Si parla così dei morti, di cui la nostra vita ci dice che ormai sono soltanto materia. La suddetta materia, grumosa e sanguinolenta, tappezzava il pianerottolo ben oltre gli stipiti della porta.
“Non gli hanno nemmeno tolto gli occhiali”.
S’, e come spesso accade, quel dettaglio insignificante accresceva immensamente l’orrore.
Lo sguardo dilatato del bambino fissava il gruppetto attraverso il doppio cerchio degli occhiali rosa. Sguardo di civetta sacrificata.
“Come hanno potuto … come?”
L’avvocato La Herse si scopriva improvvisamente ostile a ogni forma di violenza.

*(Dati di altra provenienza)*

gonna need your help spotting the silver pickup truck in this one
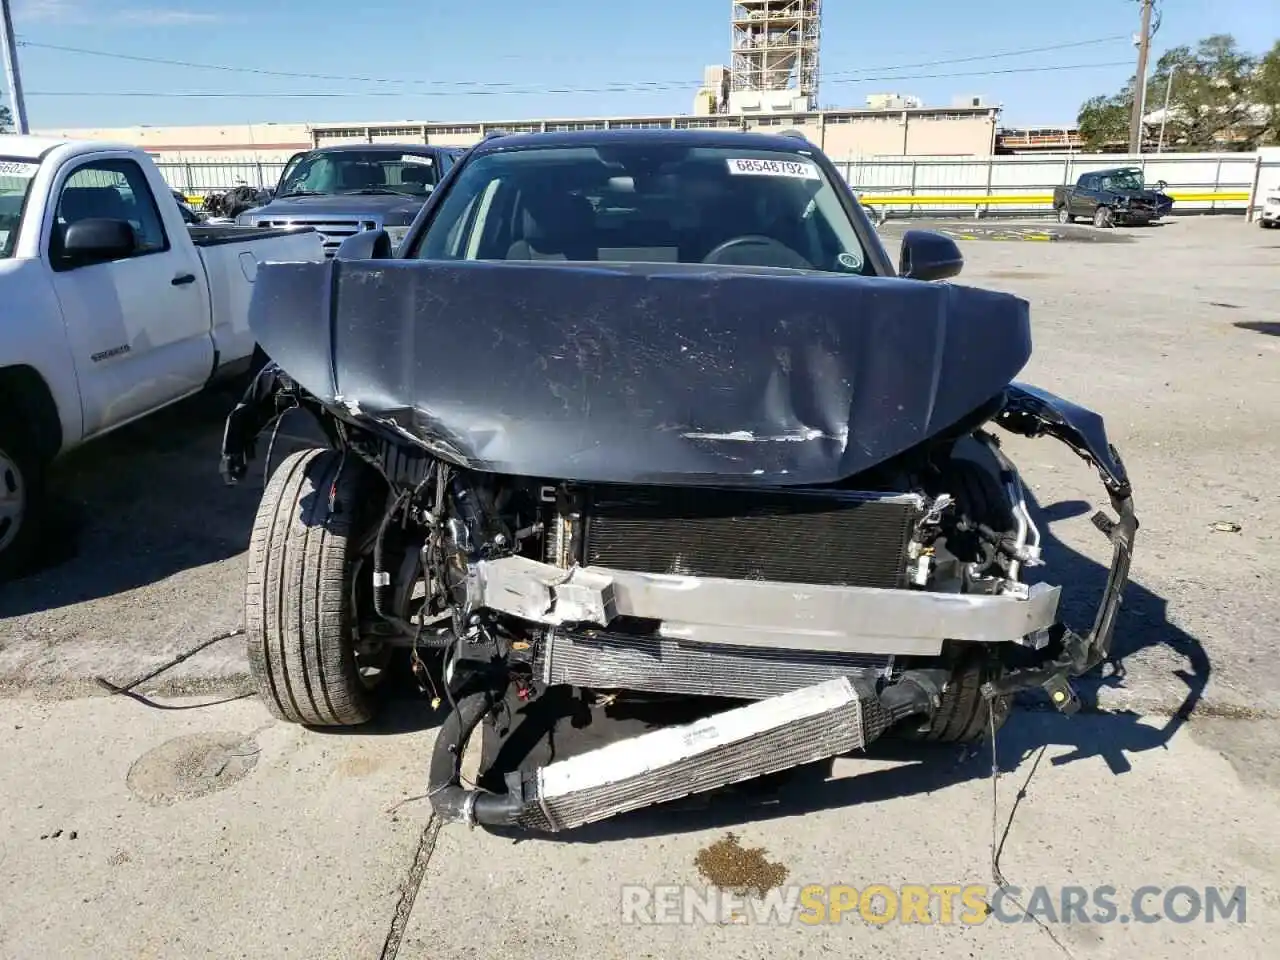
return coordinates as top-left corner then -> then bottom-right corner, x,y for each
237,143 -> 465,255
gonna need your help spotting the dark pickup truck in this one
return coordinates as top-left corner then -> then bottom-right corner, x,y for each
1053,167 -> 1173,228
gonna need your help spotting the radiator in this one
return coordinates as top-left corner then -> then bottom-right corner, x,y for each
536,627 -> 892,699
575,485 -> 922,589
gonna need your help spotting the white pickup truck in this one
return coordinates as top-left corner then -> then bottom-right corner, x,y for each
0,136 -> 325,578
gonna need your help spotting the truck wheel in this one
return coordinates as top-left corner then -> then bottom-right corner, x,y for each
1093,206 -> 1115,229
244,447 -> 387,726
1056,207 -> 1074,224
0,421 -> 44,581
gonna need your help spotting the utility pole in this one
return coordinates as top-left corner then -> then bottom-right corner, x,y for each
1157,65 -> 1176,153
1128,0 -> 1154,154
0,0 -> 28,134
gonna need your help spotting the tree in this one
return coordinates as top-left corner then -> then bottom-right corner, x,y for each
0,103 -> 11,134
1076,32 -> 1276,152
1149,36 -> 1259,151
1077,81 -> 1136,150
1254,40 -> 1280,145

“Guardate, respira ancora.”
Se si poteva chiamare respiro quel sibilo di polmoni sparpagliati. Se si poteva chiamare respiro quella schiuma rosata che imperlava le labbra del bambino.
“Le mani … i piedi …”
Né mani, né piedi … probabilmente maciullati dai chiodi mostruosi all’interno della djellaba. Ed era proprio questa la cosa peggiore, la djellaba quattro volte amputata, che era stata bianca.
“La polizia, chiamate subito la polizia!”
L’avvocato La Herse aveva lanciato l’ordine senza riuscire a staccare gli occhi dal bambino suppliziato.
“Niente polizia!”
Su questo punto Six la Neve non transigeva.
“Da quando in qua, la polizia?”
Uno dei loro principi infatti era quello di non ricorrere mai alle forze dell’ordine. Da quando in qua un pubblico ufficiale competente , che ha prestato debito giuramento, perfettamente assistito, aveva bisogno del concorso della forza pubblica per assolvere il proprio incarico?
Quindi il vecchio fabbro scrutò tranquillamente la faccia del piccolo martire.
Allora il bambino parlò. Distintamente, ma come un’anima che già si invola.
Il bambino disse:
“Non entrate”.
Six inarcò le sopracciglia.
“Possiamo sapere perché?”
Il bambino disse:
“Dentro è ancora peggio”
Difficile immaginare una risposta più dissuasiva, ma essa non turbò affatto il fabbro. Percorrendo con uno sguardo tranquillo la massa sanguinolenta, si limitò a chiedere:
“Posso assaggiare?”
Senza aspettare l’autorizzazione, tuffò il dito indice nella ferita che lacerava la djellaba sul fianco destro del bambino, lo leccò con cura, fece schioccare la lingua e concluse:
“Harissa”.
Gli occhi rivolti al cielo cercavano sfumature:
“Harissa … Ketchup …”
Schioccava la lingua come un vero intenditore:
“Una punta di marmellata di lamponi …”
Neanche avesse passato la vita a mangiare martirio.
“Ma perché le cipolle?”
“Per fare la pelle”, rispose spontaneamente il piccolo.